Ya solo faltan cincuenta kilómetros para llegar a Ljubljana, la capital de Eslovenia. Comienza a llover. Cuatro gotas bien gordas seguidas de un diluvio universal. La pantalla del casco se empaña y reduzco la velocidad. Sigo con visibilidad nula, al
igual que hace unos días en Kosovo. Comienzo a desesperarme y a entrar en pánico. Los coches y camiones me adelantan sin piedad dejando una estela de agua sucia que me cubre por completo. Abro totalmente la pantalla del caso y siento como las gotas de lluvia golpean con violencia mi cara. Ahora tengo las gafas cubiertas de agua y tampoco veo nada. Me quito las gafas y las guardo en el bolso de la cazadora. Ahora las gotas me golpean directamente los ojos y mi desesperación va en aumento. Joder, estoy a punto de entrar en histerismo. Con los ojos entrecerrados acierto a ver una salida iluminada. Pongo el intermitente y me detengo en la gasolinera. Estoy de mala leche, mojado y con hambre. Odio la moto. La odio con toda mi alma.

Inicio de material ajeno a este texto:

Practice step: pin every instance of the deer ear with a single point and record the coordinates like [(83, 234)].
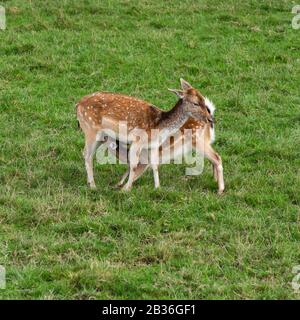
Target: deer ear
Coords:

Después de secarme la cara, limpiar las gafas y la pantalla del casco, vuelvo a ver la vida más nítida y regresa el amor por mi vehículo de dos ruedas. Una chocolatina me ayuda a tomar energías renovadas para cubrir los veinte o treinta kilómetros que faltan hasta la ciudad.
Tomamos la segunda salida y busco con la mirada la cabina de peaje. No hay. Nos estamos colando. Ruego envíen el importe de la sanción a mi dirección postal en España.
Buscamos un hostel a través del iPhone, usando la wifi de un bar. Me envían la foto de mi sobrino. acaba de nacer hace un par de horas. El rostro se me ilumina y me invade una felicidad pueril. Es un pequeñajo sano y hermoso.
Después de instalados en el hostel las motos quedan en unos soportales de tiendas, una especie de centro comercial en miniatura. Cuando salimos han cerrado el acceso con una reja y candado. Las motos están seguras.
Damos varias vueltas por la ciudad buscando algún restaurante barato pero ya poco queda abierto a esta hora. desde la acera de enfrente dos tíos nos dicen algo que no entiendo. Unos metros después consigo descifrar lo que decía: "you need help?" De nuevo amabilidad y ayuda en cualquier esquina. Es lo que siempre encuentro.
Mañana José Luis se irá hacia Madrid y yo me quedaré intentando localizar a Naco, un español que conocimos Gelucho y yo en nuestro primer viaje a los Balcanes. Le he enviado un par de correos y no tardará en contestar. Al menos eso espero. Tengo ganas de verle.